Bucklew told The Associated Press last week that he was scared of what might happen during the process. The Supreme Court sent the case back to the St. Louis-based Eighth U.S. Circuit Court of Appeals.
"Today's stay of execution will give the lower federal courts time to consider Mr. Bucklew's claim that his execution would violate his rights under the Eighth Amendment to be free from cruel and unusual punishment," Lindsay Runnels, an attorney for Bucklew, said in an email to the AP.
The next scheduled executions in the U.S. are on June 18 in Missouri, Florida and Pennsylvania, though the Pennsylvania execution will likely be delayed.
During Oklahoma's April 29 execution, inmate Clayton Lockett's vein collapsed, and he writhed on the gurney before dying of a heart attack more than 40 minutes after the start of a procedure that typically takes roughly one-fourth of that time to complete.
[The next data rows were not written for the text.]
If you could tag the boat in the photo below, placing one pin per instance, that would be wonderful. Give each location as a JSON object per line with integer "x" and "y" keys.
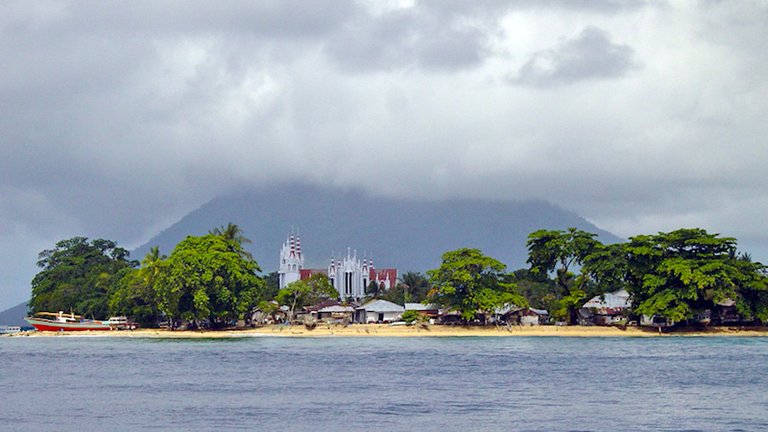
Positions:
{"x": 50, "y": 321}
{"x": 10, "y": 329}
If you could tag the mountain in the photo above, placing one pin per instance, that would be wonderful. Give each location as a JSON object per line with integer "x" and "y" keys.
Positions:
{"x": 407, "y": 234}
{"x": 14, "y": 315}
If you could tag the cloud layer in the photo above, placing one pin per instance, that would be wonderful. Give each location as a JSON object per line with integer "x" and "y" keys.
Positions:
{"x": 120, "y": 117}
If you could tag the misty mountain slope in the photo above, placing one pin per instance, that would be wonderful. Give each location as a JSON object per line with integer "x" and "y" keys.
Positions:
{"x": 407, "y": 234}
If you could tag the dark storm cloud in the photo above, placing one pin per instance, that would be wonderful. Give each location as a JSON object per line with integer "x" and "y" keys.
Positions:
{"x": 589, "y": 56}
{"x": 120, "y": 117}
{"x": 406, "y": 38}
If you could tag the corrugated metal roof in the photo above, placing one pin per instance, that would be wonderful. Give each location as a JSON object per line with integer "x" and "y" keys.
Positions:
{"x": 381, "y": 306}
{"x": 419, "y": 307}
{"x": 336, "y": 308}
{"x": 614, "y": 300}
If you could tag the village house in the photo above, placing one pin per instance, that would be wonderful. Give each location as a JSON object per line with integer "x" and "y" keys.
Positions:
{"x": 331, "y": 311}
{"x": 606, "y": 309}
{"x": 526, "y": 316}
{"x": 430, "y": 311}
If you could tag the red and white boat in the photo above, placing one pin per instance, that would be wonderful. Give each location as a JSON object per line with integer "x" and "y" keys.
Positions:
{"x": 49, "y": 321}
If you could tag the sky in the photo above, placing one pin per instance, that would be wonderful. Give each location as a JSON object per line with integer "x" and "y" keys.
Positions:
{"x": 118, "y": 118}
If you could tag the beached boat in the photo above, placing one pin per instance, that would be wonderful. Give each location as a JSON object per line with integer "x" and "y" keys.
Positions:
{"x": 10, "y": 329}
{"x": 49, "y": 321}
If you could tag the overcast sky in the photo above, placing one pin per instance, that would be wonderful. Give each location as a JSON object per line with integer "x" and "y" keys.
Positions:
{"x": 117, "y": 118}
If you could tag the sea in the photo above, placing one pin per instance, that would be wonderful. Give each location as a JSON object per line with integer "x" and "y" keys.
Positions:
{"x": 384, "y": 384}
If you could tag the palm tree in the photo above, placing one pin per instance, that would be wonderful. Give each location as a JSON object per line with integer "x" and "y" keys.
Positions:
{"x": 233, "y": 234}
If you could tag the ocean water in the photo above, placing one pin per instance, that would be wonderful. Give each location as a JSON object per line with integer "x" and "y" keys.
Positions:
{"x": 397, "y": 384}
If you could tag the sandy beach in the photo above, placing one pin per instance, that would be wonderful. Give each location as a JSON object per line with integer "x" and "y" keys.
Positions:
{"x": 385, "y": 330}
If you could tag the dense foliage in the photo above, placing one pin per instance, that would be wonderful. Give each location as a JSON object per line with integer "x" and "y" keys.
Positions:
{"x": 77, "y": 275}
{"x": 208, "y": 278}
{"x": 306, "y": 292}
{"x": 560, "y": 251}
{"x": 212, "y": 280}
{"x": 680, "y": 274}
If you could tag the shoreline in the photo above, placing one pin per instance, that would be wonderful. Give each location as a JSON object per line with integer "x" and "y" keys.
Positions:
{"x": 386, "y": 330}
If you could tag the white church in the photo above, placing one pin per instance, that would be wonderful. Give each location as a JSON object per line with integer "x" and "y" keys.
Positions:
{"x": 349, "y": 275}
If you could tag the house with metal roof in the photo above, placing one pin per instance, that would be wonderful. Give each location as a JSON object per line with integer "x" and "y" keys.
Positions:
{"x": 378, "y": 311}
{"x": 605, "y": 309}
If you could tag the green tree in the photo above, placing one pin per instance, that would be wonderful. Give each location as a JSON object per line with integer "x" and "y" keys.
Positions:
{"x": 540, "y": 291}
{"x": 561, "y": 251}
{"x": 272, "y": 286}
{"x": 469, "y": 282}
{"x": 232, "y": 233}
{"x": 681, "y": 273}
{"x": 208, "y": 278}
{"x": 134, "y": 293}
{"x": 415, "y": 287}
{"x": 77, "y": 275}
{"x": 306, "y": 292}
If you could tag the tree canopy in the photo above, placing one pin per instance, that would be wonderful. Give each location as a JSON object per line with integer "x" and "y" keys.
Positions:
{"x": 469, "y": 282}
{"x": 560, "y": 251}
{"x": 207, "y": 278}
{"x": 681, "y": 273}
{"x": 306, "y": 292}
{"x": 76, "y": 276}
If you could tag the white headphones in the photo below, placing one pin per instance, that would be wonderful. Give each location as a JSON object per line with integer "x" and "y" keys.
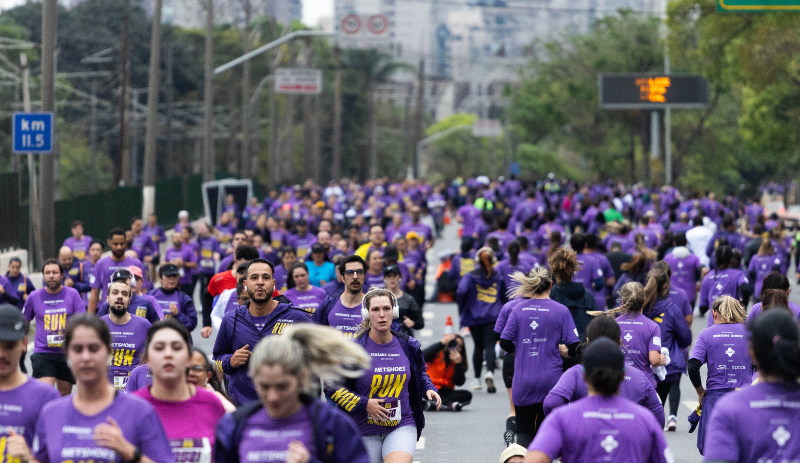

Missouri switched from a three-drug protocol to the single drug pentobarbital late last year. None of the six inmates executed since Missouri made the change has shown outward signs of pain or suffering.
European companies opposed to capital punishment cut off supplies of certain execution drugs, leading states to turn to U.S. sources. The states refuse to identify the sources of their execution drugs, saying secrecy is necessary to protect the sources from possible retaliation by death penalty opponents.